In 1999, Jodie Foster announced plans to make Flora Plum, a romantic drama about a “circus freak” suffering from hypertrichosis (excessive hair growth) who finds love with a penniless drifter. The character would have been played by an able-bodied woman—Claire Danes—but was focused on a disabled woman finding love, a rare combination in disabled cinema. Unfortunately, the project is still floundering almost 20 years later; it’s doubtful we’ll ever see it. One has to wonder if what’s holding it up isn’t just the lack of a Barnum-esque figure, but the fact that it’s about a disabled person thriving and being a romantic subject.

Why are talented individuals drawn to these projects? I hate to say it, but actors, directors and screenwriters could be in it for the awards potential, as the past successes of My Left Foot, The Theory of Everything and Million Dollar Baby have attested. Interviews with Eddie Redmayne and Daniel Day-Lewis have the actors discussing a desire to tell stories about disabled people to spark conversation and enhance audience knowledge, to challenge themselves and present an emotional life that both honors the people they’re playing and provides the audience with new insight. This, in itself, is ableist thinking: They want to represent disabled people on the screen to educate able-bodied audiences about the existence of disabilities.
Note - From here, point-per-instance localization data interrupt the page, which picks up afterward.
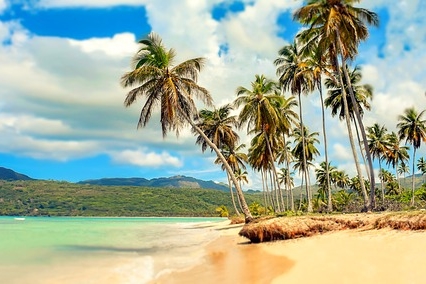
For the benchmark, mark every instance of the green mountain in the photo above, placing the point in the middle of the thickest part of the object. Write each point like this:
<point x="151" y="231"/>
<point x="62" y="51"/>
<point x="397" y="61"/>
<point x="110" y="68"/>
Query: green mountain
<point x="170" y="182"/>
<point x="8" y="174"/>
<point x="59" y="198"/>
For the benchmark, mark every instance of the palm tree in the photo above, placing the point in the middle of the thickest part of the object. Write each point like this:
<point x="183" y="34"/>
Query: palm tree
<point x="403" y="169"/>
<point x="412" y="128"/>
<point x="288" y="119"/>
<point x="285" y="177"/>
<point x="260" y="111"/>
<point x="421" y="166"/>
<point x="396" y="154"/>
<point x="173" y="88"/>
<point x="379" y="144"/>
<point x="323" y="172"/>
<point x="344" y="107"/>
<point x="304" y="160"/>
<point x="317" y="64"/>
<point x="217" y="125"/>
<point x="236" y="160"/>
<point x="339" y="28"/>
<point x="291" y="69"/>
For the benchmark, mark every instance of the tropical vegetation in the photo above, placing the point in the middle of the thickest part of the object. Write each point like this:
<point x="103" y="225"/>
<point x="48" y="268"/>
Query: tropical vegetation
<point x="270" y="111"/>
They may believe they’re making a movie that will connect with people but the lack of people shaping these narratives who aren’t disabled will always present a limited scope.

The Greatest Showman’s “this is me” message isn’t meant to connect to disabled audiences, but act as a salve for the able-bodied, for those who perceive P.T. Barnum as a man who saw beyond the image (ironic considering he was a man who often shaped the image of the disabled as something to pity or be awed by). Last year’s weepy romance Me Before You achieved its goal of reminding able-bodied audiences to live their lives, or else face the cruel wrath of being struck down in their prime with a wheelchair. Similar stories, including Clint Eastwood’s Oscar-winning drama Million Dollar Baby, reiterated the idea that dying was better than being confined to a wheelchair. Breathe and Stronger’s recent trailers play up their “inspirational true story” angle, carefully chosen to appeal to the non-disabled masses.

There’s some hope that much of The Greatest Showman’s problems lie with marketing. Maybe the film itself will present Barnum as a flawed figure; it could humanize those with disabilities and remove the stigmas of past features. There are only a handful of prominent disabled actors mass audiences would be able to name, and hardly—if any—disabled directors or screenwriters making major motion pictures. This leaves most films removed from the disabled experience, with the few that do depict the disabled offering an overall message focused on inspiring an able-bodied audience.

As a disabled critic I’d love to have something positive to say about these movies, if only so we can open the doors to actual disabled people directing, writing and starring in work that’s actually about them.